Parlamento çalışmalarında, kitle çalışmalarında, partinin kendi örgütlenme çalışmalarında HDP’li siyasetçiler cezaevleri, Kobanê davası, yaşanan hukuksuzluk, sürekli gündemdedir. İlginç olan ise ifade ettiğiniz kesimlerin Kürt halkına karşı devletin zulüm politikalarına, yargının bir silah olarak kullanılmasına, demokratik siyaset alanının daraltılmasına itiraz etmeyip, Kürtler arasında ikilik yaratmak için psikolojik savaşın aracı olmasıdır. Kürt düşmanı politikalara, Kürt siyasetine yapılan hukuksuzluklara ses çıkarmamak, iktidarın ömrünü uzatmakla kalmıyor, aynı zamanda Kürtlere karşı devlet şiddetinin süreklileşmesine yol açıyor.
DEM DEMA AZADİYêYE
Tarihsel bağlamını da göz önüne aldığınızda, sizce Kürt sorununun neresindeyiz?
İki yüz yıldır devam eden Kürtlerin statüsüz bırakılması stratejisi, Kürt halkının direniş mücadelesiyle başarısızlığa uğramıştır. Kürtlerin varlığına yönelik Türkiye, Suriye, Irak ve İran ulus devletlerinin şiddet, baskıcı politikaları bu ulus devletleri krize sürüklemiştir. Halklara rağmen çizilmiş ulus-devlet çizgileri, halkları çatıştırmaktan, ölümden, zulümden başka bir sonuç yaratmadı. Gelinen aşamada Ortadoğu’da kalıcı barışın sağlanmasının yolu Kürdistan sorununun, Kürt özgürlük sorununun çözümüyle bağlantılıdır. Kürtlerin özgürlüğü sadece Kürtleri değil, birlikte yaşadıkları Arap, Türk, Fars, Asuri, Süryani, Ermeni, Ezidi, Türkmen, Azeri halklarının özgürlüğünü de sağlayacaktır. Rojava devrimi sonrası yaşananlar bunun mümkün olduğunu gösteriyor. Sonuç itibariyle Kürt sorunu artık çözümü dayatıyor. Bunun bir çok boyutu var. Öncelikle Kürtlerin birliğini sağlaması, buna paralel olarak birlikte yaşadıkları halklarla demokratik ulus birlikteliğini sağlamak gerekiyor. Yine uluslararası güçlerin iki yüz yıldır çözümsüzlükte ısrar eden politikalarının değiştirilmesinin, çözüm önünde engel olmaktan çıkarılmasının zamanı gelmiştir. Dem dema Azadiyêye.

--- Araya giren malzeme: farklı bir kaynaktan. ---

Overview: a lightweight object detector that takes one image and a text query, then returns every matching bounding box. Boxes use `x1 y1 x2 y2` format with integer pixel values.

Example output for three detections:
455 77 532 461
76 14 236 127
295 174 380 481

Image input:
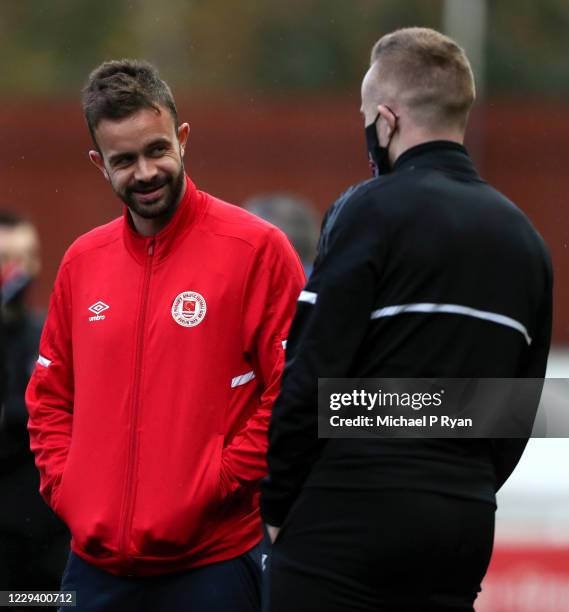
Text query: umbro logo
89 300 110 321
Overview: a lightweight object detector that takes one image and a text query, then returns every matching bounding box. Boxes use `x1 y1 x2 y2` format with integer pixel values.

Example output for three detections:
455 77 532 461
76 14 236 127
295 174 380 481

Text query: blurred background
0 0 569 612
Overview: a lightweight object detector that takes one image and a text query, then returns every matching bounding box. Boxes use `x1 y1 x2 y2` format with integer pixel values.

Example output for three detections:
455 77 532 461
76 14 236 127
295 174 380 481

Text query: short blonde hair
370 28 475 128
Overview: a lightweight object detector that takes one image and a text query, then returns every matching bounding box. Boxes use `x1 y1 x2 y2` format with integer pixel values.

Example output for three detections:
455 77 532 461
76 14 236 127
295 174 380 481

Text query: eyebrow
109 137 171 165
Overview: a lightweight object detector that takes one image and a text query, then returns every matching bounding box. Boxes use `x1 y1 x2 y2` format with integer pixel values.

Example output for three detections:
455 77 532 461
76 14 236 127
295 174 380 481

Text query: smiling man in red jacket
27 60 304 612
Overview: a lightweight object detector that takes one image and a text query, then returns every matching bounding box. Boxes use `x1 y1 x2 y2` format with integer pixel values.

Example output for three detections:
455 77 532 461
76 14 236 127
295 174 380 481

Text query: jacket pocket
131 434 223 558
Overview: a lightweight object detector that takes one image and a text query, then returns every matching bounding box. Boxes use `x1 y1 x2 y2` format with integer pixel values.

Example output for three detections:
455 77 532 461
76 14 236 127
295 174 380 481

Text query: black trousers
265 489 495 612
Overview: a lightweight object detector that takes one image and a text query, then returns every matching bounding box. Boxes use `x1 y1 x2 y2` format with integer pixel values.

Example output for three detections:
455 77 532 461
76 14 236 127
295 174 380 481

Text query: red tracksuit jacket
27 179 304 575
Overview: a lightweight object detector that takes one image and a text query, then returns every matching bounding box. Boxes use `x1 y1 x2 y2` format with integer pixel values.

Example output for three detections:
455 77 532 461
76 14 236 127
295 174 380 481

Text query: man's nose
134 156 158 183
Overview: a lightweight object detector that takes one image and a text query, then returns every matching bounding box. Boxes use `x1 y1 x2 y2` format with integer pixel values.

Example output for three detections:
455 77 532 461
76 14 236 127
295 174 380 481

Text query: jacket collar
393 140 477 175
123 175 204 263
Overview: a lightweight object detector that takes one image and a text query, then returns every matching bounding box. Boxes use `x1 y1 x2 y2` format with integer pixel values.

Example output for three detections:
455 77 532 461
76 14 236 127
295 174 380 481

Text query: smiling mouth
132 185 164 204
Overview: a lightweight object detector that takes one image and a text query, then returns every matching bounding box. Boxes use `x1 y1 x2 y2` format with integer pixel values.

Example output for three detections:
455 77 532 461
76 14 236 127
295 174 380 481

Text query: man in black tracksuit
261 28 552 612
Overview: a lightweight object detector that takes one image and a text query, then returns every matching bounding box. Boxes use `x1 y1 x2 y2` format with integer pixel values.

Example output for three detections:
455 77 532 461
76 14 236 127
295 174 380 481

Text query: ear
377 104 397 142
178 123 190 156
89 149 110 181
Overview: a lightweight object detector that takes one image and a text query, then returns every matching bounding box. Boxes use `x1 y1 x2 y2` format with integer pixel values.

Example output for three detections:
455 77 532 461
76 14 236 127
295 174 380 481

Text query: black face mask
365 113 391 176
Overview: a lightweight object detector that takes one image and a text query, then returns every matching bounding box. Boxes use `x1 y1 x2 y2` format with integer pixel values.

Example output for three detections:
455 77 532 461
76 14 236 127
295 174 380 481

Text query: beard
113 164 185 219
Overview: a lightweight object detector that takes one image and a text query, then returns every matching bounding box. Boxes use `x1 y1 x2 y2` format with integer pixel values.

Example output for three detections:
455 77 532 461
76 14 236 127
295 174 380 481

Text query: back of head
82 59 178 142
371 28 475 130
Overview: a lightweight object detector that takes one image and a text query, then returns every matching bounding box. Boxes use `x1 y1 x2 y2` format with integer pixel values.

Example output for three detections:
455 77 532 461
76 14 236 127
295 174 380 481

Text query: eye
112 155 134 168
150 144 168 157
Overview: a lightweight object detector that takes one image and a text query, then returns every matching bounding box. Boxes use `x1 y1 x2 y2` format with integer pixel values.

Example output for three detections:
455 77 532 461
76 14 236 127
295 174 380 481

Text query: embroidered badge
172 291 207 327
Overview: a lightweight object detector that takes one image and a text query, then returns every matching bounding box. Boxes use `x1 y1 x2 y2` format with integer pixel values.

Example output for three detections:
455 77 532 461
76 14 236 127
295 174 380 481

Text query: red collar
123 175 204 263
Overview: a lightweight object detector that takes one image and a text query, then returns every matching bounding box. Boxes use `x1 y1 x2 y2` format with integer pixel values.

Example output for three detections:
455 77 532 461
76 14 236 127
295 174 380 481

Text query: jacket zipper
119 240 154 562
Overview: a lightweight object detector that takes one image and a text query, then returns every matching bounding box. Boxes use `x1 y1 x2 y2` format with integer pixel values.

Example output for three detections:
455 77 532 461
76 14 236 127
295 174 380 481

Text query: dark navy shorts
60 544 262 612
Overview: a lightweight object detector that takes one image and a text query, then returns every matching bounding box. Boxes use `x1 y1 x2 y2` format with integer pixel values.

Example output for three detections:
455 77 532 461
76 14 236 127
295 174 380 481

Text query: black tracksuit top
261 141 552 525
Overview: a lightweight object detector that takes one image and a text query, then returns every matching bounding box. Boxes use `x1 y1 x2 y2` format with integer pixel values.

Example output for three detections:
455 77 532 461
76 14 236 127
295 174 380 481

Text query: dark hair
82 59 178 144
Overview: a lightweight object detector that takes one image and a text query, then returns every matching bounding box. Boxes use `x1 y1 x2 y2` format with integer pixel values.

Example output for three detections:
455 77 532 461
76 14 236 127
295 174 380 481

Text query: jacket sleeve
217 228 305 495
261 190 383 526
26 264 74 507
492 246 553 491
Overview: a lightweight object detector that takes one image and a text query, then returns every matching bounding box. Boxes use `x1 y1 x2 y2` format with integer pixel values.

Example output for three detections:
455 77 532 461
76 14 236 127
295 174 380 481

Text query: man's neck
389 130 464 167
128 180 186 236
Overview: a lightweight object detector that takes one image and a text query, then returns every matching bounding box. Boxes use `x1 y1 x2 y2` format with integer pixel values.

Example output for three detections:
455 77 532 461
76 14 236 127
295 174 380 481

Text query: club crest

Son zamanlarda neler okuyor, hangi meseleler üzerinde çalışıyorsunuz?
En son Gencay Gürsoy’un “Bir Hayat Üç Dönem” kitabını okudum. Şimdi elimde Upton Sinclair’in “Ejderhanın Dişleri” kitabı var. Ama aynı zamanda Ortadoğu, kadın mücadelesi, Kürdistan ve Türkiye siyasi tarihi üzerine okumalar yapıyorum. Son üç yıl mahkeme salonunda, mahkemelerden kalan zamanda da savunma hazırlıklarıyla geçtiğinden kişisel yoğunlaşma için pek zaman kalmıyor. 17 Nisan’da dava sonuçlanmış olacak. Artık ondan sonrasına bakacağız.